A car is moving with constant speed of 10m/s on a horizontal circular path of radius `10sqrt(3m)` . A bob of mass m suspended through a light string from the roof of the car. What is the angle made by the string with the vertical if the bob is stationary with respect to the car? (g = 10 m/`s^(2)`)
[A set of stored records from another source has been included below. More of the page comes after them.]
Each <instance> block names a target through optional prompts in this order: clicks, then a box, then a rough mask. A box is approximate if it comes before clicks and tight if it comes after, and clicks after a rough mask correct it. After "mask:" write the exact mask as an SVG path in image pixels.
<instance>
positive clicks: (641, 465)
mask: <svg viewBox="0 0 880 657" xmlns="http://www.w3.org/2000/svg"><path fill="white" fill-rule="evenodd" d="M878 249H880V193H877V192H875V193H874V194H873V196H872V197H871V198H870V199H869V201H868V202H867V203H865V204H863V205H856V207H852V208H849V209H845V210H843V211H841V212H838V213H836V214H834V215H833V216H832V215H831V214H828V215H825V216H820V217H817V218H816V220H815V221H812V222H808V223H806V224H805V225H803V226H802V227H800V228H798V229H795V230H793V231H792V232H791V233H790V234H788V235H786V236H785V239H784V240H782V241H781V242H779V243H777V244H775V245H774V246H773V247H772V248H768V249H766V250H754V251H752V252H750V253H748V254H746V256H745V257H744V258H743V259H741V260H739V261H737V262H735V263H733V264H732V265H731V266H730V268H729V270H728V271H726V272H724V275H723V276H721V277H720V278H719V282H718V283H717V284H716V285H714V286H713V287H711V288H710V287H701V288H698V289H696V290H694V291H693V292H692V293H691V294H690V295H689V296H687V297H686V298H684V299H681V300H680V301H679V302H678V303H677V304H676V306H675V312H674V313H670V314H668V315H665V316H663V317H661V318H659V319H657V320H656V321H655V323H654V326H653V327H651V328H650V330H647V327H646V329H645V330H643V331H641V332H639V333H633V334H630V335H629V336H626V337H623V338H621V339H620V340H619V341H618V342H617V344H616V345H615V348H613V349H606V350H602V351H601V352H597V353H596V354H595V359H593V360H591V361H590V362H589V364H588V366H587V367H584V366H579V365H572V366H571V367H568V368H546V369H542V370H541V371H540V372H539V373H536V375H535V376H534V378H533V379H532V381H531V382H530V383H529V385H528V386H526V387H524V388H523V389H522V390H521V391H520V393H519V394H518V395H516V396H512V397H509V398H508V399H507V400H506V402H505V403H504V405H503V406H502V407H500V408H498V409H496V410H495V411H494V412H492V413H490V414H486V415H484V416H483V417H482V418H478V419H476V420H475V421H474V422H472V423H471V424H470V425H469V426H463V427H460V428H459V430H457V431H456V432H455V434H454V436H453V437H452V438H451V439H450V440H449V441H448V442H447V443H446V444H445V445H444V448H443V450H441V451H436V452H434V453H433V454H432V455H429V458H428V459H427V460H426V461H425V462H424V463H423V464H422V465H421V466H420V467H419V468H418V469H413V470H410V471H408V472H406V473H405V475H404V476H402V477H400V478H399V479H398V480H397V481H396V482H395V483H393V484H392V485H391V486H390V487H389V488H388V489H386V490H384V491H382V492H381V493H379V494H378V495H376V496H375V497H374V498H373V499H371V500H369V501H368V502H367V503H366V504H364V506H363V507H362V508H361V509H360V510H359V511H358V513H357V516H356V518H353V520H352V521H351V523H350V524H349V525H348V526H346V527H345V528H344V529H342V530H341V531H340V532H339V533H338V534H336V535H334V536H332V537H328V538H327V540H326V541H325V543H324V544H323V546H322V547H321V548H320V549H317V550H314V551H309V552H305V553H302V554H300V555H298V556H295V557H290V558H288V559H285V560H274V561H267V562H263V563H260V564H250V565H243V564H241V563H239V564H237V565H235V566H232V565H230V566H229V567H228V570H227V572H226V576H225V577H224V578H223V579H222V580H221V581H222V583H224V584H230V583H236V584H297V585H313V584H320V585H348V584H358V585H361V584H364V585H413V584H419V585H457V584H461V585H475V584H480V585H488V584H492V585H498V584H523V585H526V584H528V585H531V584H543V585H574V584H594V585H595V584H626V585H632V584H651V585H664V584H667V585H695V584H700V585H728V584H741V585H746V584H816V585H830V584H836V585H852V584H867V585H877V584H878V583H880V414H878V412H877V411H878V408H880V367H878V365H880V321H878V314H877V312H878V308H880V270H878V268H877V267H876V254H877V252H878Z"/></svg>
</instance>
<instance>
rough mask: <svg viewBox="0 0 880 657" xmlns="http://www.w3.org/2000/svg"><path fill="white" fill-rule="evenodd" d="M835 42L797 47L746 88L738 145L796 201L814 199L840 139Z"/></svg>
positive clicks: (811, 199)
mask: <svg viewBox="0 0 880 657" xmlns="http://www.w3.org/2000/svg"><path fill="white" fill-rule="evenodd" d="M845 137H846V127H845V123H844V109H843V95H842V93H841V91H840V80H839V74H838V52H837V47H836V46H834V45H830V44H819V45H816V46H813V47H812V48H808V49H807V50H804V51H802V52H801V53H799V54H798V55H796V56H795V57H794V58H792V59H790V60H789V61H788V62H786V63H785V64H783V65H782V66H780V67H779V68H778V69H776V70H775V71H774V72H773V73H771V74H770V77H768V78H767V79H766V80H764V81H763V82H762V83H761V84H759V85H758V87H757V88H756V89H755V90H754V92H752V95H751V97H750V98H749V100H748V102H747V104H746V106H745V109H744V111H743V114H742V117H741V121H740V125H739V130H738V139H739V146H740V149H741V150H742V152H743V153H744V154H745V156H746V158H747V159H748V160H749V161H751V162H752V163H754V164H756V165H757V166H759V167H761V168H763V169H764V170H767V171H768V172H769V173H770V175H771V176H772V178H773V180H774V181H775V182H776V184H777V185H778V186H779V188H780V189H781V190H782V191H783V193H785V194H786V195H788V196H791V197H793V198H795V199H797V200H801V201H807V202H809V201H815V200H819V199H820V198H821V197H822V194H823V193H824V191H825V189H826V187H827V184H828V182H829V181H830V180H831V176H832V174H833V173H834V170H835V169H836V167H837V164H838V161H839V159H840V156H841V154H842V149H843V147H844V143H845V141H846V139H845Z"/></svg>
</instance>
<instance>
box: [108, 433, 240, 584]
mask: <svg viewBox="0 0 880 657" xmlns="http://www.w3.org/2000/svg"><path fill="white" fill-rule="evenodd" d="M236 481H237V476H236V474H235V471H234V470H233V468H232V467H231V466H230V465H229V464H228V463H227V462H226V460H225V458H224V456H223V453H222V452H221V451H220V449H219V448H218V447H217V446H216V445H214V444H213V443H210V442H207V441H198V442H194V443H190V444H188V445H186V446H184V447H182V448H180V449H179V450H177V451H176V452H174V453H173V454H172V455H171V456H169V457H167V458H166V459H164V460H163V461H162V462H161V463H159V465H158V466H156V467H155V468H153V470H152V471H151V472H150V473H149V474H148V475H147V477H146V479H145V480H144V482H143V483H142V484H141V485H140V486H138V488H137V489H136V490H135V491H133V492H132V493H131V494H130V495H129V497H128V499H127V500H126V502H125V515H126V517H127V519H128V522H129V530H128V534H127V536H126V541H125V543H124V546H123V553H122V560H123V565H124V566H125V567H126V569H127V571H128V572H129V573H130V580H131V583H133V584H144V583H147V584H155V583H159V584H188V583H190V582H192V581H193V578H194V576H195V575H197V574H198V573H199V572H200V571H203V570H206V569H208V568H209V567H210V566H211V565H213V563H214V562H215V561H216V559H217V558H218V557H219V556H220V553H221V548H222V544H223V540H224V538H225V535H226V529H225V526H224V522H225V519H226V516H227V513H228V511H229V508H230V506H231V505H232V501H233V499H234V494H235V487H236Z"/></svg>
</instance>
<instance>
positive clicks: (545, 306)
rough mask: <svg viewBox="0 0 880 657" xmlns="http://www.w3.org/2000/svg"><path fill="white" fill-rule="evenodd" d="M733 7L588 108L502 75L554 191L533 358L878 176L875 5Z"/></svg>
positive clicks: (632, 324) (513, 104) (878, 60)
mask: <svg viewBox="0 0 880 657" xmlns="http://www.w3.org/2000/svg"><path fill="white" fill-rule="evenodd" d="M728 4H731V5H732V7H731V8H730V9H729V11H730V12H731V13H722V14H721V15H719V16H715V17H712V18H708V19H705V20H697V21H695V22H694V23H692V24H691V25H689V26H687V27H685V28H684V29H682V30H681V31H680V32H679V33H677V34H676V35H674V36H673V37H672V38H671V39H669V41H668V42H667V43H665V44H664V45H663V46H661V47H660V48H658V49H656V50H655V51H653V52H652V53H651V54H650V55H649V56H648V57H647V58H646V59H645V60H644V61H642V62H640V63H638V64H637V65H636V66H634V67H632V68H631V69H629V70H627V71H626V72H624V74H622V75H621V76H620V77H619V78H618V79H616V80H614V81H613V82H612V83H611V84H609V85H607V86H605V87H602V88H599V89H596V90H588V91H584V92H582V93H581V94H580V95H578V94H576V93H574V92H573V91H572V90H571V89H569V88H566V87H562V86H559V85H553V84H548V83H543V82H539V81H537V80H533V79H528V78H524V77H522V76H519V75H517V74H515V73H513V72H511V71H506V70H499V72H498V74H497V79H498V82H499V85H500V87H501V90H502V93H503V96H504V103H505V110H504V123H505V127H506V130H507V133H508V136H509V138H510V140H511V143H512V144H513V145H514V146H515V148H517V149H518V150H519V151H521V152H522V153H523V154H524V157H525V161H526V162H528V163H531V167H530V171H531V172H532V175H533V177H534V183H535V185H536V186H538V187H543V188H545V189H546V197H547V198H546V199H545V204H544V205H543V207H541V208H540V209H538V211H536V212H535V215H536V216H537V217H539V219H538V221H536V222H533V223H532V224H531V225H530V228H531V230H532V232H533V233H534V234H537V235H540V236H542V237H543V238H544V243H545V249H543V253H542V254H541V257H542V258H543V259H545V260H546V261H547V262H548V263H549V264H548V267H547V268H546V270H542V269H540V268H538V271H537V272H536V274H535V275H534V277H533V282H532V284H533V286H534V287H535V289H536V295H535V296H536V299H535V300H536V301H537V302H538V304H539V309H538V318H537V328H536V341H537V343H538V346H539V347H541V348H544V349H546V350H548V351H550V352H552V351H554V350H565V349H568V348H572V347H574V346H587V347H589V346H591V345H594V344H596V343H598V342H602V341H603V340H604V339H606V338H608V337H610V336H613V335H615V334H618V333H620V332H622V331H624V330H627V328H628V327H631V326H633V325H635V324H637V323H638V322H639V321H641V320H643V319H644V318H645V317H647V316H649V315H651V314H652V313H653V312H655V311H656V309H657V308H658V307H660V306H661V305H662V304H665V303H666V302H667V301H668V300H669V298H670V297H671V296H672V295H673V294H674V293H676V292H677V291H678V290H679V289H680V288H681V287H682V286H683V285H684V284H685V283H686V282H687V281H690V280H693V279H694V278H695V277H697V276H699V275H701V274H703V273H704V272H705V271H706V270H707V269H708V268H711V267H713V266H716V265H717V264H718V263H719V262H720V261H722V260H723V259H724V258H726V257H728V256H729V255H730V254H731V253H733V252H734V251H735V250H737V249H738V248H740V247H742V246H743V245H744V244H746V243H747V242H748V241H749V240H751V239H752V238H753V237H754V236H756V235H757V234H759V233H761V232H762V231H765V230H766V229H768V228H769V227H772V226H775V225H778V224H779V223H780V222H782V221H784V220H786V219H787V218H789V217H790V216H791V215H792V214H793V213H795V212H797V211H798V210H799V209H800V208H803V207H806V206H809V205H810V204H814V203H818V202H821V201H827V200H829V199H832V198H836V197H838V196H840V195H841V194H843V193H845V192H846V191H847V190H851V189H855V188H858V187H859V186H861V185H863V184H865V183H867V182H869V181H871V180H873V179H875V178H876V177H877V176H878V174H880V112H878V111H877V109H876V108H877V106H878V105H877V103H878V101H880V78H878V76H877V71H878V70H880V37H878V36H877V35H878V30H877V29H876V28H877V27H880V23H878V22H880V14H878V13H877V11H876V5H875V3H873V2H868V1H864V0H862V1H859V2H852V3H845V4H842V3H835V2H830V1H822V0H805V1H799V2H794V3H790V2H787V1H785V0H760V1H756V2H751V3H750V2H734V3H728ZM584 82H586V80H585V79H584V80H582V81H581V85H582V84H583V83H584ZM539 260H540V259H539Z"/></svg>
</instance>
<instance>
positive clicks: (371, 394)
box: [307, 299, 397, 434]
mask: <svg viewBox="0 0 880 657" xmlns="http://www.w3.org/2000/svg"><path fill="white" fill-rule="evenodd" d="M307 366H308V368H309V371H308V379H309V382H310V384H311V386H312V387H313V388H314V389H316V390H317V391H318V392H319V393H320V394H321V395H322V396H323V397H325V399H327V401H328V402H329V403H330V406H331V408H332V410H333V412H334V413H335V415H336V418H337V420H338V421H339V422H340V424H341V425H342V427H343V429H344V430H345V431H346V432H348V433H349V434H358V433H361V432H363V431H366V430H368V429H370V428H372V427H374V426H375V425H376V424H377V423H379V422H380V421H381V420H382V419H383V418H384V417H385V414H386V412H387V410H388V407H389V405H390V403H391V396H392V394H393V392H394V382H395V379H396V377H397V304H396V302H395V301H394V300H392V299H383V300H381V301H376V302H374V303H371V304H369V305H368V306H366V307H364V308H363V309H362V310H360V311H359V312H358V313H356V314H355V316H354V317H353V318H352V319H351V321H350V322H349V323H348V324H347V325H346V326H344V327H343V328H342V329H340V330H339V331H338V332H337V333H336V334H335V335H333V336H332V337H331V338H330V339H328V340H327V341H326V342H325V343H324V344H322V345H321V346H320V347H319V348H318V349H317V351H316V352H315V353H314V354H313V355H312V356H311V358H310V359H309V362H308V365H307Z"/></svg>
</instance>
To solve the problem, we need to find the angle made by the string with the vertical when the bob is stationary with respect to the car moving in a horizontal circular path. Here’s a step-by-step solution: ### Step 1: Identify the Forces Acting on the Bob The bob experiences three forces: 1. The gravitational force (weight) acting downwards: \( F_g = mg \) 2. The tension in the string acting along the string: \( T \) 3. The centripetal force required for circular motion acting horizontally: \( F_c = \frac{mv^2}{r} \) ### Step 2: Draw the Free Body Diagram (FBD) In the FBD of the bob: - The weight \( mg \) acts downwards. - The tension \( T \) can be resolved into two components: - \( T \cos \theta \) acting vertically (balancing the weight) - \( T \sin \theta \) acting horizontally (providing the centripetal force) ### Step 3: Set Up the Equations From the FBD, we can establish the following equations: 1. **Vertical Force Balance**: \( T \cos \theta = mg \) (1) 2. **Horizontal Force Balance**: \( T \sin \theta = \frac{mv^2}{r} \) (2) ### Step 4: Divide the Equations To eliminate \( T \), we can divide equation (2) by equation (1): \[ \frac{T \sin \theta}{T \cos \theta} = \frac{\frac{mv^2}{r}}{mg} \] This simplifies to: \[ \tan \theta = \frac{v^2}{rg} \] ### Step 5: Substitute the Given Values Given: - \( v = 10 \, \text{m/s} \) - \( r = 10\sqrt{3} \, \text{m} \) - \( g = 10 \, \text{m/s}^2 \) Substituting these values into the equation: \[ \tan \theta = \frac{(10)^2}{(10\sqrt{3})(10)} = \frac{100}{100\sqrt{3}} = \frac{1}{\sqrt{3}} \] ### Step 6: Find the Angle \( \theta \) Using the property of tangent: \[ \tan \theta = \frac{1}{\sqrt{3}} \implies \theta = 30^\circ \] ### Conclusion The angle made by the string with the vertical is \( \theta = 30^\circ \). ---